The 9th Circuit reversed the district court agreeing that the tax was discharged. The chapter 13 discharge provides that debts "provided for under the plan" are discharged. Section 1305 provides that "[a] proof of claim may be filed by any entity that holds a claim against a debtor . . . (1) for taxes that become payable to a governmental unit while the case is pending." The issue then is whether the taxes "became payable" while the case was pending. The 9th Circuit went through a nice analysis of the meaning of payable. Generally in "'customary usage'" [it] means … `[c]apable of being paid' [and] `justly due' and `legally enforceable.' " But this is bankruptcy. We have to look to Section 502(i) which "addresses tax claims held by governmental entities. This section provides that `[a] claim [for certain tax liabilities owed to governmental units] that does not arise until after the commencement of the case . . . shall be determined, and shall be allowed . . . the same as if such claims had arisen before the date of the filing of the petition.'" Therefore the tax due for 2000 was a claim which "arose" before the filing and is "payable" before the filing, especially since is certainly could have been computed and paid before the filing. The opinion rejects the notion that "payable" means what the FTB rulings and manuals say (and even the IRS rulings and manuals) as this is bankruptcy law.

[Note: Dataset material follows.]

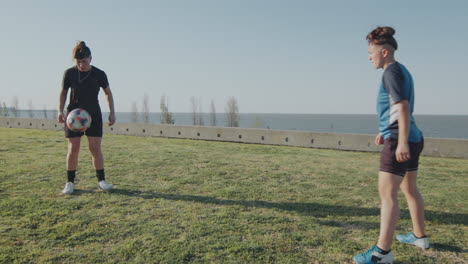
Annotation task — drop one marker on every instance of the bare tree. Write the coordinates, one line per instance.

As to the notice issue, the opinion says "[w]hen the holder of a large, unsecured claim [in bankruptcy] . . . receives any notice from the bankruptcy court that its debtor has initiated bankruptcy proceedings, it is under constructive or inquiry notice that its claim may be affected, and it ignores the proceedings to which the notice refers at its peril." Citing Matter of Gregory, 705 F.2d 1118 (9th Cir. 1983). The FTB argued that it did not know how much was owed and could not file a proof of claim until the debtor filed the tax return. The 9th Circuit said that the FTB could have estimated the claim or asked for an extension of time to file the POC. "We acknowledge that the Board has the unenviable task of maintaining complete and accurate records for the millions of taxpayers in the State of California. But we are not at liberty to rework the Bankruptcy Code in order to lighten its burden."
The dissent argued that Section 502(i) is not relevant because it deals with claims "that arise" and 1305 deals with "taxes that become payable." She also says that the 9th Circuit should follow the 5th Circuit "because of the importance of national uniformity in administering the Bankruptcy Code." Now, she says, there is a split between the circuits.